Other than that, limit private time alone. You should definitely spend time just-the-two-of-you, but spend most of that time in parks, restaurants, etc., where there are innate social boundaries. The more time you spend alone in one of your homes, the more likely you are to overstep boundaries. Speaking of boundaries, make sure you’ve clearly defined them. If not, you won’t honor them.
Being engaged was easily the most difficult 7 months of staying pure. Riley and I were living 4 hours apart, so when we saw each other, sparks flew double time. We planned an intentionally short engagement (and still had a perfect wedding), and while we were engaged, we didn’t stay together on our visits. (Riley would stay with a friend when he visited Austin and I would stay with his mom when I visited Denton.) If you want to stay true to your commitment, you have to be a little over-aggressive in your boundaries.

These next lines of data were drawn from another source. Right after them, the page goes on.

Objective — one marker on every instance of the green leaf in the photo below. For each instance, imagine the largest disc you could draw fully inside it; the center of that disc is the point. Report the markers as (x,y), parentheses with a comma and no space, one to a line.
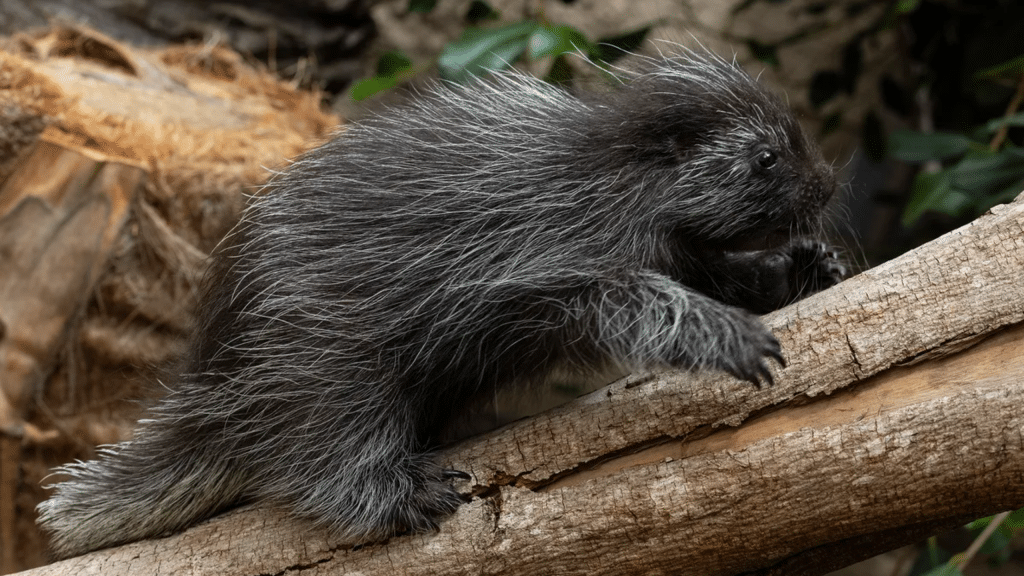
(996,542)
(554,41)
(560,73)
(480,50)
(1016,518)
(914,147)
(422,6)
(906,6)
(1014,120)
(366,88)
(983,172)
(392,64)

So many people told me that being engaged was the worst because you have all the responsibilities of being married without the perks. I have to say, I agree that it was very, very challenging (though not “the worst”). Get an accountability partner, set up clear and defined boundaries, and avoid instances that would be highly tempting or difficult.
Hope this helps! 🙂
Anna Panza says
Have you read Prayers for New Brides by Jennifer O. White!! It is a beautiful book to read and has short daily chapters I add in to my morning devotional!
Blair Lamb says
I haven’t, but that sounds great!! I’ll put it on my list!
Do you have a list of books that your husband read or recommended books for men during engagement?